Fortunately, unlike most of the people in the world who have this kind of emotional illness, I was able to do something about it. Someone nudged me in the right direction and I decided I wanted to change. I’m not sure how to explain it, but basically I went into emotional rehab. I participated in an intense group therapy program for three-to-four hours a day, five days a week, for four consecutive months. I spent hundreds of hours examining my thoughts and feelings and behavior. I didn’t drink, I didn’t date, and I turned down all social engagements that interfered with my rehab program. I wrote my life story in several dozen hand-written pages. I argued and screamed and cried. My god, I cried a lot.

My family and friends thought I was insane and sometimes I thought so too. I wasn’t sure if any of it would make a difference and for a while it didn’t. But gradually, imperceptibly, a shift began. Things started falling into place in my life — little things and big things. Decisions came more easily. I learned when to say yes and when to say no. I learned to see people for who they are. I learned how to play and have fun. I spent more time feeling peaceful and less time panicking about other people and things over which I had no control.

Most importantly I learned how to make my own happiness, rather than looking for ready-made happiness somewhere else. I lived by myself and hardly dated for more than two years.

Many months ago, my therapist asked me to list the qualities I wanted in a romantic partner. Not lifestyle choices or physical traits, but real personal and emotional qualities. I looked at her blankly and couldn’t think of a single thing. I’d had many relationships in my life — all failed — and never once had I considered what kind of person I want to spend my life with.

I didn’t make a list right then.

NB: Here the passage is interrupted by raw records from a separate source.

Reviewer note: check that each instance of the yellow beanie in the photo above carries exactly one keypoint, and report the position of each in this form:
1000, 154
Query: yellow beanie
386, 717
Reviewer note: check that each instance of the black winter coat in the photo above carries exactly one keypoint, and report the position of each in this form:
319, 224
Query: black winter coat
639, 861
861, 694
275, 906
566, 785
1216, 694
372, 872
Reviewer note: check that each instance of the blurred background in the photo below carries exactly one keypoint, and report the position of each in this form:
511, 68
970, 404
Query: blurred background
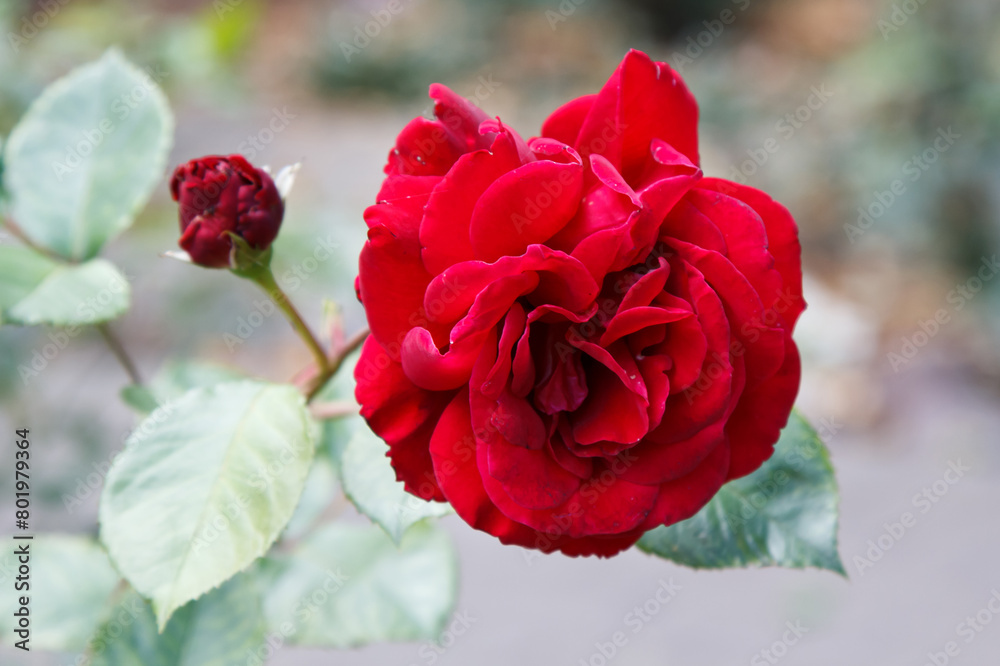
877, 123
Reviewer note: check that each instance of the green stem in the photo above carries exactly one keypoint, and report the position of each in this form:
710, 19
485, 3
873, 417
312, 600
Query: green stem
335, 364
265, 278
116, 347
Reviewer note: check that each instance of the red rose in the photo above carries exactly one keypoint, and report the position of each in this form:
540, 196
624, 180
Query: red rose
224, 194
577, 338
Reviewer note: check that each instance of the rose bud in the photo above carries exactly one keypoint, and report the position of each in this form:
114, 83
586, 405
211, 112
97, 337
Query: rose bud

I thought about it later though. I scribbled my list onto a yellow post-it note and tossed it into the bottom of my bag. Eventually the paper started to disintegrate and I threw it away.

I once read in a book that the best way to get what you want in life is to acknowledge it, write it down, and then forget about it. I guess that’s what I did, without really realizing. And it worked. I honestly feel, this minute, that I have everything in life that I could ever want.

This is all just a long-winded way of saying that I’m really happy. First and foremost, I’m happy because I love my life and I love who I am. And in the midst of discovering that, I found someone.

Ray painting

Part of the person I found.

I have a boyfriend. This is a big deal because I’ve been on my own for a really long time, and I feel happy about it in a way that I’ve never been happy about a relationship before.

I figured I better introduce him for real on the blog because it’s becoming hard to keep him out of my photos.

His name is Ray, and at first he wasn’t sure he wanted his real name and face to appear on 2Summers. But after careful consideration he decided he wants to be revealed.

Ray Wits


Ray is a graffiti artist, among other things, and I’ve already written a bit about his work without naming him directly. Graffiti and blogging fit together quite well, as it turns out. I’ll have more to say in the future.

Ray Heather polaroid

Polaroid by Tim Van Rooyen.


He instagrams, too. (Photo: Tim Van Rooyen)

Welcome, Ray. I’m happy you’re here.